Prosty przepis na domową kiełbasę
Do przygotowania kiełbasy wieprzowej potrzebne będą:
- 3 kg mięsa z karkówki, szynki lub łopatki – te które wolimy lub które poleca masarz,
- 1 kg tłustego boczku,
- 4 metry jelit wieprzowych,
- 0,5 litra wody,
- 2 łyżki zwyczajnej soli,
- 2 łyżki soli peklowej,
- 6 ząbków czosnku,
- łyżka majeranku,
- łyżka tymianku,
- łyżeczka gorczycy,
- 4 łyżeczki pieprzy mielonego,
- chilli według preferencji poziomu ostrości.
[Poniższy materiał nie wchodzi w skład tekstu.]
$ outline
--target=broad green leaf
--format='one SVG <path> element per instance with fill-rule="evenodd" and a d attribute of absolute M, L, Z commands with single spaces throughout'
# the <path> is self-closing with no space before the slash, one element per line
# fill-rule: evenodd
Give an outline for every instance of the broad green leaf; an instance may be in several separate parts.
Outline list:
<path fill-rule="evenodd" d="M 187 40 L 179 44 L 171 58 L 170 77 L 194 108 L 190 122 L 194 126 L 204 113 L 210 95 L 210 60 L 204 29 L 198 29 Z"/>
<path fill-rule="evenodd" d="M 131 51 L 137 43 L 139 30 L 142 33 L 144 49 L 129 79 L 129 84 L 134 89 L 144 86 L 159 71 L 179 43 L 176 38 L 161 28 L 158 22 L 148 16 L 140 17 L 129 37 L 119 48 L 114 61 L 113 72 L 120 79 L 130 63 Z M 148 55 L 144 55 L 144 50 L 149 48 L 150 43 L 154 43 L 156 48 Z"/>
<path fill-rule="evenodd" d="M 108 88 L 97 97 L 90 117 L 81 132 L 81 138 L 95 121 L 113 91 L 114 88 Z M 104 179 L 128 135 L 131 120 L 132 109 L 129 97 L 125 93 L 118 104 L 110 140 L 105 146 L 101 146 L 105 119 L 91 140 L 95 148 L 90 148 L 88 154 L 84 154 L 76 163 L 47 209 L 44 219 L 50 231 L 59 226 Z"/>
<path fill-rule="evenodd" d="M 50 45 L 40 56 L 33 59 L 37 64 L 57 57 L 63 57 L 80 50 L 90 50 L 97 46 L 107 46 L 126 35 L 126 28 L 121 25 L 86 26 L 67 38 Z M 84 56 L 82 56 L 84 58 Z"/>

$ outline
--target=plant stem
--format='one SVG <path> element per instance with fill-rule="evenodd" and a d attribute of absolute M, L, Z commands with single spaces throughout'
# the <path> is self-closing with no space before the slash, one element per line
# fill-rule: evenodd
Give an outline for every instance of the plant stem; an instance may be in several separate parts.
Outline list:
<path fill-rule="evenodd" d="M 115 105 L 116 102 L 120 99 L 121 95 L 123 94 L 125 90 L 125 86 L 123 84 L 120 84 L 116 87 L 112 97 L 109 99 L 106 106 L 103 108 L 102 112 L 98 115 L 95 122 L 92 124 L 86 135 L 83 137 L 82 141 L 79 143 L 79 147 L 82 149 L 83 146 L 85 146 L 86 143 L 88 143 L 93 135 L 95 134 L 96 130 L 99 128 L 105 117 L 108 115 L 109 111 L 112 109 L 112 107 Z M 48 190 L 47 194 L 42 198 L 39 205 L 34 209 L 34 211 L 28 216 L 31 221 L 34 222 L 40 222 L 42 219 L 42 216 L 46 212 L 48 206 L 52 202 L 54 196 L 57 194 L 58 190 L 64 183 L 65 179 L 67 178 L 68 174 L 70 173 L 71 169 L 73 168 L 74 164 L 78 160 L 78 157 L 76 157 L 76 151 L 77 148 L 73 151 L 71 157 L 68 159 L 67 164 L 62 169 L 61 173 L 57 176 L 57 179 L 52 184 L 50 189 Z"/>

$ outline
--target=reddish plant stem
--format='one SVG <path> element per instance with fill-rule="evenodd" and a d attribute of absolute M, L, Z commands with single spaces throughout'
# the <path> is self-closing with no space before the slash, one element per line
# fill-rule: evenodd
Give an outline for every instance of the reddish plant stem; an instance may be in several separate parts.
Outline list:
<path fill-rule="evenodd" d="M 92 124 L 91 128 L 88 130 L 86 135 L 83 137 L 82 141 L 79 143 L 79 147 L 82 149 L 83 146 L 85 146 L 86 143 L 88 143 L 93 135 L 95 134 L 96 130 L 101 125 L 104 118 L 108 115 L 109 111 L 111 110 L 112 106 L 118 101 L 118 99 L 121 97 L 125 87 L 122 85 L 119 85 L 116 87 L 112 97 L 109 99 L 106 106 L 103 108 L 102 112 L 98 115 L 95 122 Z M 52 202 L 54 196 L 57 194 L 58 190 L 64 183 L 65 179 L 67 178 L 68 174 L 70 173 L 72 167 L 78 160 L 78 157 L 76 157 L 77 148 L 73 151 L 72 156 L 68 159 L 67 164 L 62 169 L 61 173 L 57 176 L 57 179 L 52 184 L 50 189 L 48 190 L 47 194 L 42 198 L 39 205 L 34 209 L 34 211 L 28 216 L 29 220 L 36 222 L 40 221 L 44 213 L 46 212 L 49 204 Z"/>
- Do misy maszyny mielącej wrzucamy nasze mięso. W zależności od tego jak mocno ma być zmielone, możemy użyć odpowiedniej nakładki.
- Do masy dodajemy wszystkie przyprawy. Następnie dokładnie i długo (około pół godziny) mieszamy ją, aż mięso będzie się bezproblemowo odklejać od rąk.
- Jelita dokładnie opłukujemy z soli. Najpierw namaczamy je w letniej wodzie przez około 20 minut. Następnie pod delikatnym strumieniem, aby ich nie uszkodzić, wypłukujemy pozostałości soli.
- Gotowe jelito jedną końcówką nakładamy na wylot nadziewarki, a drugą zawiązujemy na supeł. Mięso wrzucamy do misy w nadziewarce.
- Wybieramy odpowiedni tryb wyrzutu mięsa i powoli oraz dokładnie nadziewamy jelita, upewniając się, że nie nigdzie nie powstają pęknięcia ani nie zbierają się pęcherzyki powietrza.
- Jeżeli nasza kiełbasa ma już około 15 cm, to możemy zacząć zawijać ją wokół własnej osi, w kilkucentymetrowych odstępach, formułując tym samym preferowany rozmiar kiełbasek.
Gotowe dzieło powinno suszyć się około godziny, wisząc na kiju. Następnie można ją wyparzyć w wodzie o 75 stopniach Celsjusza lub skorzystać z domowej wędzarni. Do niektórych profesjonalnych wędzarni można przynieść swój gotowy produkt, aby go uwędzili.